Whether it’s a new application or an enterprise-level digital transformation, progress cannot happen until people embrace and adopt the change. One of the best approaches to helping people embrace the new is through change agents and change agent networks.
Change agents are sometimes called “change influencers,” “change champions,” or even “ambassadors” of change – but the nomenclature is less important than their common characteristics. They are eager to lead the way forward. They volunteer themselves to be at the forefront of transformation. They want to help their co-workers understand what is actually going on and embrace the “new ways of working.” They are the people within the enterprise who help make change happen, sometimes without a formal role, and they play an outsized role in successful enterprise transformation.
In a report on “The people power of transformations” from McKinsey in 2017, the authors wrote:
Change agents…appear to have a notable impact on success. Less than half of respondents say their organizations select these employees, who dedicate a significant part of their time to work as facilitators or agents of the transformation. But those who do report overall success more often than other respondents—and are twice as likely to report success at transforming their organizational cultures.
Why are change agents so important? For a simple, almost obvious reason:
Because employees are more willing to accept change when they:
- Understand what is changing and how they are impacted
- Understand the context and necessity for change
- Receive clear and consistent information about what is happening
The most effective to ensure that these things happen is by identifying change agents and building change agent networks. In Wipro’s work with change management, change agents are an essential component of ensuring change happens and change endures.
The Power of Change Agents
Enterprises that are serious about evolution and improvement either are considering transformational journeys or have already launched one or more of them. They consider the financial and technological implications as a matter of course, but they should also consider this reality: people should be at the heart of the transformation journey. Change agents can play an enormous role in helping the broad employee population accept change and, most important, ensuring that change becomes embedded in the company culture.
Change agent is not an official job title (though perhaps it should be in today’s dynamic enterprise). But what makes a good one? According to the book “The Change Leader’s Roadmap: How to Navigate Your Organization’s Transformation” (Linda Ackerman Anderson & Dean Anderson, Pfeifer, 2010), good change agents share several characteristics: First and most important, they are very open to change; they are not rigid in their thinking or approach to work. Second, they appreciate the differences between current ways of working and how things might be in the future, and they are excited by the possibilities and opportunities that something new offers. Third, they are effective in both communicating and listening, able to empathize with their colleagues as well as take direction from above within the organization.
Change agents also have a growth mentality. Their positivity and willingness to embrace new ideas is great for them, personally, but those traits are also great for the dynamic enterprise. Their enthusiastic belief in the purpose and benefits of change can help lead other, perhaps more hesitant, colleagues to embrace transformational initiatives.
One change agent is good, but a network of them spanning the enterprise is phenomenal – if (and it’s a big if) that network is empowered to drive and deliver change at the local level. Often, the best change agents don’t need a formal mandate to work their magic, but change networks only work if they have the approval and the tools to actively effect change through educating, coaching, and supporting their colleagues in new ways of working.
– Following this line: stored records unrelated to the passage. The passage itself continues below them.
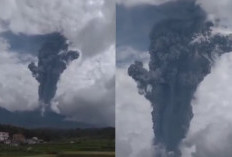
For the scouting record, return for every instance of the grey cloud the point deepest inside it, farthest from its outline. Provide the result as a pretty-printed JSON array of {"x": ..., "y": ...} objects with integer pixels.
[{"x": 176, "y": 68}]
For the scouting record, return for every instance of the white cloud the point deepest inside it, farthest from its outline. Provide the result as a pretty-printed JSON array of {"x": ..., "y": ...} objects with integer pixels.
[
  {"x": 133, "y": 117},
  {"x": 86, "y": 86},
  {"x": 210, "y": 131},
  {"x": 18, "y": 90},
  {"x": 221, "y": 10},
  {"x": 131, "y": 3}
]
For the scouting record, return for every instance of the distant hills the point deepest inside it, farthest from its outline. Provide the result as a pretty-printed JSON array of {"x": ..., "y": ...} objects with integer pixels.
[{"x": 33, "y": 119}]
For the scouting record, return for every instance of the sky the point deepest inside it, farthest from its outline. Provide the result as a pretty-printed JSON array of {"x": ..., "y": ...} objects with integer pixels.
[
  {"x": 89, "y": 25},
  {"x": 210, "y": 130}
]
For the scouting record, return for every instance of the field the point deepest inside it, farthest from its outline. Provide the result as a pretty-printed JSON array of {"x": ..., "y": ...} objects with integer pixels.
[{"x": 84, "y": 147}]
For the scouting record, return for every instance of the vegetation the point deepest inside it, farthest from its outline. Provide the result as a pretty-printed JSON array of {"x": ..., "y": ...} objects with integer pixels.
[{"x": 62, "y": 143}]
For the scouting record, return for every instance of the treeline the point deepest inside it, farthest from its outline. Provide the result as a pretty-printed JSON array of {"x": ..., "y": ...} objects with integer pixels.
[{"x": 50, "y": 134}]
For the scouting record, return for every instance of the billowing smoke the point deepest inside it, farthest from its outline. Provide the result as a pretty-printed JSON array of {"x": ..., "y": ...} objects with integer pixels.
[
  {"x": 53, "y": 58},
  {"x": 182, "y": 51}
]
That’s why change agent networks should work closely with project and program teams; that enables change agents to become early adopters of new ideas. Change agents serve as ambassadors and translators – the bridge between the inner circle of a project and the rest of the organization. They deliver information (what, why, and how), and they are the conduit for feedback from the rest of the organization. By doing so, they promote understanding and commitment to the change.
Effective Change Agent Networks
The effectiveness of a change agent network is driven by two ideas. First, the change agents must have a real understanding of the business area that is changing or transforming in terms of process, systems, or stakeholder perspectives. They must believe that the change is beneficial. This gives change agents the ability to make the case for change with conviction. Second, the rest of the organization should respect the network and have confidence and trust that the change agents are genuine. Change agents should have a kind of charisma and be seen as leaders by their peers – so choose them wisely.